Cutting to the chase, Richard’s thesis appeared to be that all space missions were a waste of money. We’d never accomplished anything by spending all those billions—whatever spinoffs the space race spurred would have eventually happened anyway, according to him—and there would be nothing to gain by spending another $500 billion or so to try to land humans on Mars, as there is nothing there worth bringing back. (And even if there were, the cost of ferrying it back here would be prohibitive.)
Some of his points were (not in any particular order, and as I recall them): we could only send people and materiel to Mars during a particular window of a few months each year. We would have to send the support materiel—building materials, fuel, water—none of the water on Mars is drinkable and we’d have no way of making it so—well in advance of the manned mission (I say “manned” as a shortcut—no intention of saying it will only be men), and successive shipments would have to land very close to each other.
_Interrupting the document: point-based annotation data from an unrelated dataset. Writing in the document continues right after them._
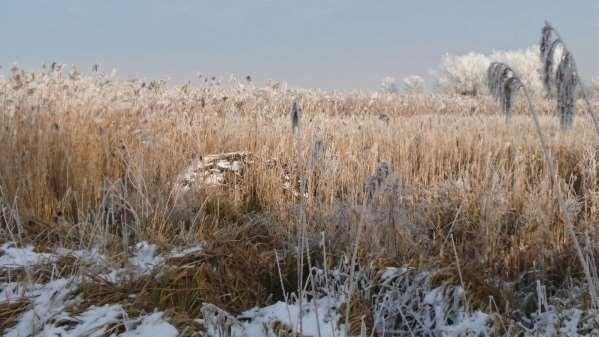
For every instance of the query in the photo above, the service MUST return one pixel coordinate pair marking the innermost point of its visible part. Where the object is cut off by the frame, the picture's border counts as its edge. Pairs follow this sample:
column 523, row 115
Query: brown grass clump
column 10, row 312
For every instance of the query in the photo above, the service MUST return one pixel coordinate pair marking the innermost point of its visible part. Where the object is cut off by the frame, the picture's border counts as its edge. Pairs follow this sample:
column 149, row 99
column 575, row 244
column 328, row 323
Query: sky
column 329, row 44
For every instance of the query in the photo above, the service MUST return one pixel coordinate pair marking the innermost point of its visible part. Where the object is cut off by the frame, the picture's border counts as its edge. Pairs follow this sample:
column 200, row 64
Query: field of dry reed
column 91, row 160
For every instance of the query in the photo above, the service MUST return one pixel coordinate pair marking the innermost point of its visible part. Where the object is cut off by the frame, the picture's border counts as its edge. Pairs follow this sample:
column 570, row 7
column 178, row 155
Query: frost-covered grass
column 88, row 179
column 402, row 302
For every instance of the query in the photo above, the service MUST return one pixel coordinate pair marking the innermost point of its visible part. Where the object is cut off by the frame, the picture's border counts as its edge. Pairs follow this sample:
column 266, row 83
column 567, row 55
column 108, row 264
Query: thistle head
column 296, row 113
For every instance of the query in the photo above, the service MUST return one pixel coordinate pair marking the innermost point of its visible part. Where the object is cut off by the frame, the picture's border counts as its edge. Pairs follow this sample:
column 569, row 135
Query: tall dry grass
column 90, row 159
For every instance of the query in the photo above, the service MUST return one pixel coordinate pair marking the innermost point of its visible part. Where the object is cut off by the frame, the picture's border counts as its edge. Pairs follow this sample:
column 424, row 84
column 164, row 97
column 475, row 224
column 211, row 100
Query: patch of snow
column 18, row 257
column 93, row 322
column 260, row 322
column 90, row 256
column 144, row 258
column 48, row 301
column 150, row 325
column 195, row 249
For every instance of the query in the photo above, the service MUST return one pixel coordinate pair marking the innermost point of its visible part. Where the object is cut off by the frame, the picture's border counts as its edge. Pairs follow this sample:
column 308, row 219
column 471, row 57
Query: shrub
column 467, row 74
column 389, row 85
column 413, row 84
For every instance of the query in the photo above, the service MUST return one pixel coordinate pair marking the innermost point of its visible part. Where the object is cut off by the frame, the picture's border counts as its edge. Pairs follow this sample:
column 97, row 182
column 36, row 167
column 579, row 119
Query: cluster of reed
column 92, row 160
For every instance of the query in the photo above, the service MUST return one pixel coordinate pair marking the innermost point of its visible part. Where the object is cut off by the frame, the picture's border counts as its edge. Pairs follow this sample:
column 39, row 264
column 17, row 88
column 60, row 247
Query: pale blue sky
column 340, row 44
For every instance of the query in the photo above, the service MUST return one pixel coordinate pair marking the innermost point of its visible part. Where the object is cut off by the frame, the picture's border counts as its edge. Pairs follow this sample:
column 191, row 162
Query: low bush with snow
column 467, row 74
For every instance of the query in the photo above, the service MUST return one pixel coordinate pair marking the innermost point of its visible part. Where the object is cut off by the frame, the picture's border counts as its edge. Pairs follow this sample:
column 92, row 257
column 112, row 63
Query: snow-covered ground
column 404, row 304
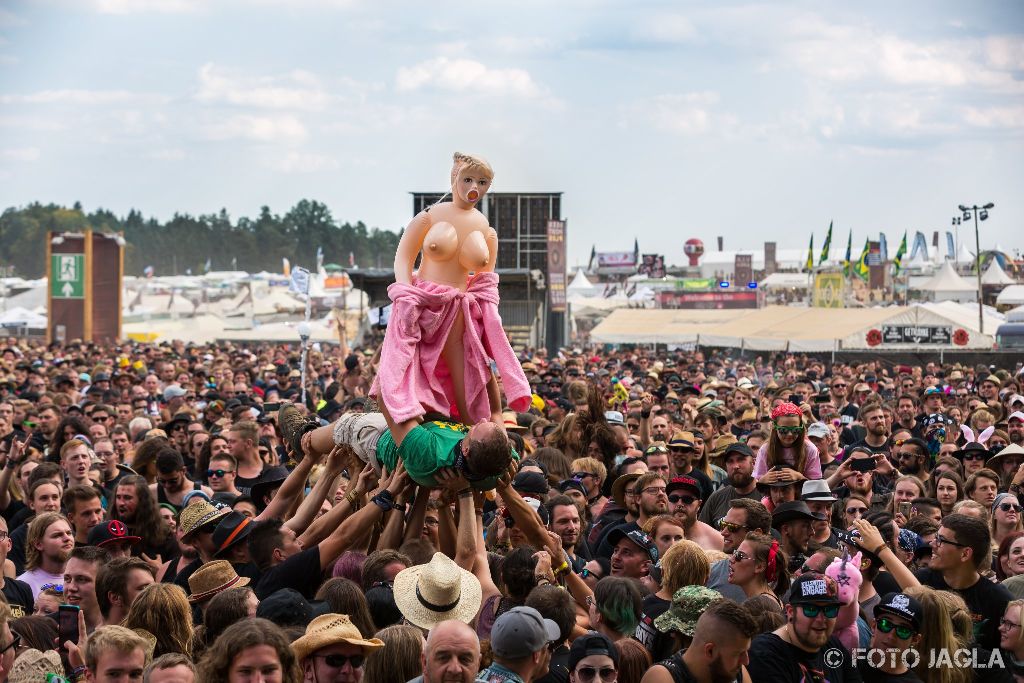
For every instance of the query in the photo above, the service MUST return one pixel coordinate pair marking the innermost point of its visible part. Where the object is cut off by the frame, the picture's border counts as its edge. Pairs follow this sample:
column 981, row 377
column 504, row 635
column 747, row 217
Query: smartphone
column 862, row 464
column 68, row 625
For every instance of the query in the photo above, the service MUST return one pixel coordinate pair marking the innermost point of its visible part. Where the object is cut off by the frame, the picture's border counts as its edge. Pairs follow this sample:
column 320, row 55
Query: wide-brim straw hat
column 329, row 630
column 33, row 666
column 429, row 594
column 213, row 578
column 199, row 514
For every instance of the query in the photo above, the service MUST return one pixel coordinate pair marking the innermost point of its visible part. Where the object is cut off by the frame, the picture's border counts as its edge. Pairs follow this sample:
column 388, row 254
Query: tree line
column 189, row 244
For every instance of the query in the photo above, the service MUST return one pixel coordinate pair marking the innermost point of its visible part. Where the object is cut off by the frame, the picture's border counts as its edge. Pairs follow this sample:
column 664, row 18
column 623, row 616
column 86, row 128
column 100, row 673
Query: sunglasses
column 811, row 611
column 685, row 500
column 587, row 674
column 942, row 541
column 339, row 660
column 902, row 632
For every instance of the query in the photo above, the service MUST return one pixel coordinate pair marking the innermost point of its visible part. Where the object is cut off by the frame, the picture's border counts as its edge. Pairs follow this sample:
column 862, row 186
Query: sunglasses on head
column 588, row 674
column 685, row 500
column 339, row 660
column 902, row 632
column 811, row 611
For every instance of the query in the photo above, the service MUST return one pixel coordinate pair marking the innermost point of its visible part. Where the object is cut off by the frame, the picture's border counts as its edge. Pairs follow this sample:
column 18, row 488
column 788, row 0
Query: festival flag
column 860, row 269
column 849, row 248
column 826, row 247
column 900, row 252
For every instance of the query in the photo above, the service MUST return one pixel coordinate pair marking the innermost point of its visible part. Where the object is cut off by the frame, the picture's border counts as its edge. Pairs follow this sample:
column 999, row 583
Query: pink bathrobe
column 413, row 378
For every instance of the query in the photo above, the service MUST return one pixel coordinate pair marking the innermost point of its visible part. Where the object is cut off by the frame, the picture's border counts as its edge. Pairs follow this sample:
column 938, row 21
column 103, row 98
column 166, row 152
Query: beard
column 719, row 673
column 654, row 509
column 913, row 469
column 740, row 479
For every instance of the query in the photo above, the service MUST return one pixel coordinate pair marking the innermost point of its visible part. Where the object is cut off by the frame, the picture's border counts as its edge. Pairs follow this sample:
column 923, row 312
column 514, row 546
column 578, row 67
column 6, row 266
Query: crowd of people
column 176, row 512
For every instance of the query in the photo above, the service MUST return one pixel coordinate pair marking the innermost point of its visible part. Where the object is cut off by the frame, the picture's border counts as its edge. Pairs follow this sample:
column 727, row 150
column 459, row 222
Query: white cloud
column 668, row 29
column 168, row 155
column 297, row 90
column 23, row 154
column 83, row 97
column 258, row 128
column 146, row 6
column 995, row 117
column 466, row 76
column 298, row 162
column 685, row 114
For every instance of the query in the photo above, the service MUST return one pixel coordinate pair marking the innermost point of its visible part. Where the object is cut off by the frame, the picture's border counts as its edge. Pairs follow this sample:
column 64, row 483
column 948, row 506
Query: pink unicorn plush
column 846, row 571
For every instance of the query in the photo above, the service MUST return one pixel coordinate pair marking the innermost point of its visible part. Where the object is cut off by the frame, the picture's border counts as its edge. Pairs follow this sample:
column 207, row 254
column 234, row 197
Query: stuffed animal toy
column 846, row 571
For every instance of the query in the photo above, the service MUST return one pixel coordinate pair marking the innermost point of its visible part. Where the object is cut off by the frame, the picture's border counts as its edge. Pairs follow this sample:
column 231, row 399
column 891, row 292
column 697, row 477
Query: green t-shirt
column 427, row 449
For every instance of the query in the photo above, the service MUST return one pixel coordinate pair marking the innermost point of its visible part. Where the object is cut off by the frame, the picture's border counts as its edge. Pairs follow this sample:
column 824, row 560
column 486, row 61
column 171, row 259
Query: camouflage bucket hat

Fuel/electricity would be a sore point; we wouldn’t be able to use fossil fuels because the cost would be prohibitive and we couldn’t find or refine more on Mars itself; solar power could work if only Mars didn’t have months-long dust storms that cut off the sun from the surface (and thanks to the square-cube law, the solar energy reaching Mars would be 1/4 or less that reaching Earth). We could use nuclear power but—and here he shuddered—without actually saying so, Richard implied that nuclear power was inherently bad. Also, how would we get the astronauts to Mars—a journey that lasted seven or eight months would require a lot of fuel to get there, to land, to take off, and to get back; and due to radiation, the astronauts might not arrive in such good shape.
Those are the points that stuck in my mind. I attempted to refute some of them to Richard’s face, but he was unconvinced. Here’s an exercise for the reader: can you come up with a more cogent reason for, and way to, send astronauts to Mars? First off, NASA themselves, says that we can’t protect the Aresnauts from lethal radiation; we have no way of shielding them. (Here’s an article from the Great Lakes Ledger, click the link.) My thesis is that we could probably use water; according to a different article, it would only take 1m of water, which could also be used for drinking, bathing, etc. (How to keep it liquid would be a different thing; as well as how much it would cost to boost that much weight into orbit.)
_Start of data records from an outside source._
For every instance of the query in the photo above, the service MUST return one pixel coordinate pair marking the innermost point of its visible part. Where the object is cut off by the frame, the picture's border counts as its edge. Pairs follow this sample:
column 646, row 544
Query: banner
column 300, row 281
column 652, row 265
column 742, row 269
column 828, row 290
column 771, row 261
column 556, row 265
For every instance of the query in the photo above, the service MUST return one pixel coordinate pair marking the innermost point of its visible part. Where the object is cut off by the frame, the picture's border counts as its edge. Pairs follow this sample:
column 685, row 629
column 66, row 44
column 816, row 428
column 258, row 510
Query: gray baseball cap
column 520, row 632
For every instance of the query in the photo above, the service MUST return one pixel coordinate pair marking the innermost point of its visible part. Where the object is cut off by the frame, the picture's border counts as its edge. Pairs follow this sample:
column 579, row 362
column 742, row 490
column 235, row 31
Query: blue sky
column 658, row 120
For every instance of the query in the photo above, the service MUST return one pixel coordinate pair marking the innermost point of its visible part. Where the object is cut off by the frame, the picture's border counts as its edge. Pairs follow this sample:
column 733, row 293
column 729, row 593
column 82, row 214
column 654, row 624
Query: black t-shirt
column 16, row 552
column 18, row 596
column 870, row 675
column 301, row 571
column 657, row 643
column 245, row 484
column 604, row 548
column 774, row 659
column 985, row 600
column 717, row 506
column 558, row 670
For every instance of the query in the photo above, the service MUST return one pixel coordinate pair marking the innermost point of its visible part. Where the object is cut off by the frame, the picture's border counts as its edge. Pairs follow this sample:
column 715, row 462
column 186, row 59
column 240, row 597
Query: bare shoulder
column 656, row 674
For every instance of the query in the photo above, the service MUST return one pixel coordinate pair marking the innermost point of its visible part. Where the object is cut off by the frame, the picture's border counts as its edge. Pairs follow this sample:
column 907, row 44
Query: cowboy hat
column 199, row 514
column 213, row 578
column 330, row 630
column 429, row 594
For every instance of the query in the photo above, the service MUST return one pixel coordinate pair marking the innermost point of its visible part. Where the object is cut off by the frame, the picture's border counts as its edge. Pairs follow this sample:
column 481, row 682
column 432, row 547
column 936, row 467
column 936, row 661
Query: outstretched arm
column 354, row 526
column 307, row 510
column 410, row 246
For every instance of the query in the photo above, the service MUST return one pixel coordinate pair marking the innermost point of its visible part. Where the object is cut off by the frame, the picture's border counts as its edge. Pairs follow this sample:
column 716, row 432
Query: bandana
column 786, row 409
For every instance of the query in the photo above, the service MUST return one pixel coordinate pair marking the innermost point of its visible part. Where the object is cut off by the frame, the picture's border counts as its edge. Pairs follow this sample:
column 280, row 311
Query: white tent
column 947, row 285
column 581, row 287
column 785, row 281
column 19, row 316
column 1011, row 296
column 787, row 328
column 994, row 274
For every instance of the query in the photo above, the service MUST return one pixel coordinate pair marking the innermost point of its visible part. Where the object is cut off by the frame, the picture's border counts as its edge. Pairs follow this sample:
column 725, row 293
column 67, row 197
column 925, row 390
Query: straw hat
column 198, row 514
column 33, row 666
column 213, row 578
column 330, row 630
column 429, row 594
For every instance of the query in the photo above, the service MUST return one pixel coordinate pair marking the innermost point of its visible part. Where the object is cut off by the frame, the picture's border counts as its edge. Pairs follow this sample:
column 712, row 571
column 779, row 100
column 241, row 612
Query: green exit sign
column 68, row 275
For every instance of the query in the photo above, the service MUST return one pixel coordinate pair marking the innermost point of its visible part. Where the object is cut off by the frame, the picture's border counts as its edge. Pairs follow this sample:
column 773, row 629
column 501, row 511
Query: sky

As far as using nuclear power—Richard was probably unaware that the U.S. Navy has been running nuclear-powered ships for sixty (60!) years without one single reactor incident! (There have been accidents not involving the reactors, but that doesn’t invalidate my point.) Nuclear power is not inherently bad. Most of the problems have either been of bad design or human error or a combination of both. But Richard thinks it would be a bad thing to pollute another planet. (And as far as moving manufacturing into space? He seemed dead set against it.)
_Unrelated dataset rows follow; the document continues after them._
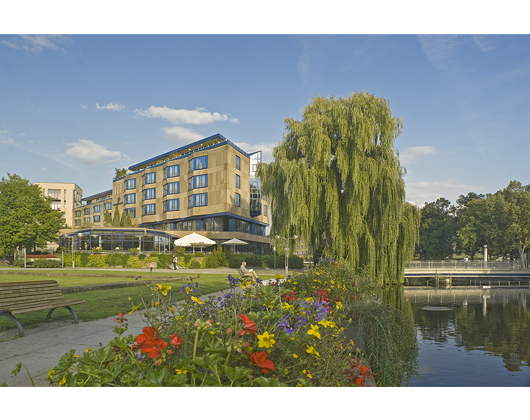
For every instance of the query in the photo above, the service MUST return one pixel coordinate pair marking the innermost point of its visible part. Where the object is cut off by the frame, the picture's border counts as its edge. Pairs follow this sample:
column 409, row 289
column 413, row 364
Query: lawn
column 109, row 302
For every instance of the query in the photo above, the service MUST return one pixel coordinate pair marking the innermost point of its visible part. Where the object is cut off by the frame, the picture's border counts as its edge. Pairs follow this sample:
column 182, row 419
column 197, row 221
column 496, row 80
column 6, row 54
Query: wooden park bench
column 31, row 296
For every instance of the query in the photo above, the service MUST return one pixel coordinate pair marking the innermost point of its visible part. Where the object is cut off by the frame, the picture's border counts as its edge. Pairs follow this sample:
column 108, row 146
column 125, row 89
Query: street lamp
column 286, row 252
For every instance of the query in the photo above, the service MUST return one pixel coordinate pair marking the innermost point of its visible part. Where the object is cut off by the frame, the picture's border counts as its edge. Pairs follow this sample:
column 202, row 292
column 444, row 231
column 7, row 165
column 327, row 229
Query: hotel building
column 208, row 187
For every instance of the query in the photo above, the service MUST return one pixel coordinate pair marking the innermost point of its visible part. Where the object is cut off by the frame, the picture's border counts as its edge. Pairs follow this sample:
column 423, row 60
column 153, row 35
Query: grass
column 104, row 303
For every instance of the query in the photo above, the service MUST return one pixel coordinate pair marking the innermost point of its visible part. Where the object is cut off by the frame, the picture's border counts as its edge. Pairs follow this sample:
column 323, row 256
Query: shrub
column 84, row 259
column 194, row 264
column 45, row 263
column 19, row 262
column 265, row 336
column 97, row 260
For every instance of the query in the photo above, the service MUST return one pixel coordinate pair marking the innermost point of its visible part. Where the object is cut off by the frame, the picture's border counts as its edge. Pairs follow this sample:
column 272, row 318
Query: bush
column 97, row 260
column 265, row 336
column 19, row 262
column 45, row 263
column 84, row 259
column 194, row 264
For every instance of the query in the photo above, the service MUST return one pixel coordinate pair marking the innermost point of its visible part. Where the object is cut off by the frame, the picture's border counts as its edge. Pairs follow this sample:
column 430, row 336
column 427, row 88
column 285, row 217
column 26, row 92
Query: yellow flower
column 265, row 340
column 197, row 300
column 314, row 331
column 163, row 288
column 311, row 350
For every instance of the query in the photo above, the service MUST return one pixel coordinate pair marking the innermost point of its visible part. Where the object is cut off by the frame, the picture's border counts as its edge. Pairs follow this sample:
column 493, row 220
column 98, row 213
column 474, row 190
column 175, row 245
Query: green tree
column 26, row 217
column 437, row 230
column 120, row 172
column 337, row 182
column 518, row 216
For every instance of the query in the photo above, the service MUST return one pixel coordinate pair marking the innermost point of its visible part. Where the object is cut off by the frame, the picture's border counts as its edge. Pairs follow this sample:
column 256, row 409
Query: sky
column 73, row 108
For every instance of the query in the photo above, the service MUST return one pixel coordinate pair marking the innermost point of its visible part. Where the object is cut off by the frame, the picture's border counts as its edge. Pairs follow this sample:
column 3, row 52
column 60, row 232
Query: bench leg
column 16, row 321
column 48, row 318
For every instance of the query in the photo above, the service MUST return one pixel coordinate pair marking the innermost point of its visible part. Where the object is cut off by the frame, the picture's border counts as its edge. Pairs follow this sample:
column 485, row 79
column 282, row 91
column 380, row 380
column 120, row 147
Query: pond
column 470, row 336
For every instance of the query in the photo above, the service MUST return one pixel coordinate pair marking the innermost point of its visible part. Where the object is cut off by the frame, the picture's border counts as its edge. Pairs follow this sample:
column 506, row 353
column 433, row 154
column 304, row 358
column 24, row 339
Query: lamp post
column 286, row 252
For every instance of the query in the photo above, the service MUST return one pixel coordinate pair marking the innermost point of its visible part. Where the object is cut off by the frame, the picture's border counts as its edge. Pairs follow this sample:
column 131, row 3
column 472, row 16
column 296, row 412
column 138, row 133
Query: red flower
column 248, row 325
column 176, row 340
column 149, row 333
column 153, row 346
column 259, row 359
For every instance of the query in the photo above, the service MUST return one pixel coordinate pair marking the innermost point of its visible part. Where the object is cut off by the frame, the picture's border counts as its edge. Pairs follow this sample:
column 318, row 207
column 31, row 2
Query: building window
column 200, row 181
column 198, row 163
column 172, row 188
column 129, row 199
column 148, row 209
column 171, row 205
column 198, row 200
column 172, row 171
column 149, row 194
column 130, row 184
column 54, row 194
column 149, row 178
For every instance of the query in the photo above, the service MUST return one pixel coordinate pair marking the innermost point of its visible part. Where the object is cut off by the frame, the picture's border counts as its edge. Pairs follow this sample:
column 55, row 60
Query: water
column 471, row 336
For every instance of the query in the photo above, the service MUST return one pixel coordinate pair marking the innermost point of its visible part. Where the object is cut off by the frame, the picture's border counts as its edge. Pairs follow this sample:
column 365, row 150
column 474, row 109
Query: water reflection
column 457, row 327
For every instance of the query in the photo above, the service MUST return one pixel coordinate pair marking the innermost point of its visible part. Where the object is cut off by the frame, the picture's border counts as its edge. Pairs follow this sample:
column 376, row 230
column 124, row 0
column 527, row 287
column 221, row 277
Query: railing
column 505, row 265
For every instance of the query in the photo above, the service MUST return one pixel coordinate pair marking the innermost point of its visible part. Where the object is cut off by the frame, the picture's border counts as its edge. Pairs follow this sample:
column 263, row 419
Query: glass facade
column 255, row 185
column 119, row 240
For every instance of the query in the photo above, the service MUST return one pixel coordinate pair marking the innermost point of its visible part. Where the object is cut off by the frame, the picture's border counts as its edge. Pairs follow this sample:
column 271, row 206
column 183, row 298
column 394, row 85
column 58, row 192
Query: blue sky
column 75, row 107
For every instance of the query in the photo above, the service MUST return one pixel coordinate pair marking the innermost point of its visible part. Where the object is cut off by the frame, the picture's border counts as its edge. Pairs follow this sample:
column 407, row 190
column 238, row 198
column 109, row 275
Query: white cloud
column 91, row 153
column 36, row 43
column 428, row 192
column 413, row 153
column 181, row 134
column 111, row 106
column 11, row 142
column 176, row 116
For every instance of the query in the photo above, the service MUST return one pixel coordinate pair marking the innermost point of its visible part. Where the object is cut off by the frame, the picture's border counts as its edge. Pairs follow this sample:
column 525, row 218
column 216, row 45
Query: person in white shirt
column 246, row 272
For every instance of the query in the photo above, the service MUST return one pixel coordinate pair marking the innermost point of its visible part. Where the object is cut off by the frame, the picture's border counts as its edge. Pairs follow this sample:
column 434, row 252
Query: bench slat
column 42, row 307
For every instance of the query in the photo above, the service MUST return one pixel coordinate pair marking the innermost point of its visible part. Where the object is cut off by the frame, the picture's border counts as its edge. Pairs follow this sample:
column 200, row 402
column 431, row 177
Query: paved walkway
column 41, row 348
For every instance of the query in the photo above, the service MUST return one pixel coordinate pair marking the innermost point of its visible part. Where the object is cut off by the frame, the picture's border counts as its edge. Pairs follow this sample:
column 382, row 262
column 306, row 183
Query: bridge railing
column 506, row 265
Oh, and as far as space spinoffs? There are many; the link shows a Wikipedia page with some information about them.
All of the points he made can be refuted, I believe. I’d like to hear from any of you readers who would like to cite chapter and verse in support… or the other way around—but be sure, whichever way you fall, to have citations; a vague feeling that “nuclear bad” isn’t gonna cut it with me. I will be happy to provide Richard with any arguments (with citations) pro or con you come up with. My email is still email@example.com.
So what I (and Chris) gathered from Richard’s talk is Mars (huh!) Good God, y’all, what is it good for? Is “absolutely nothing!”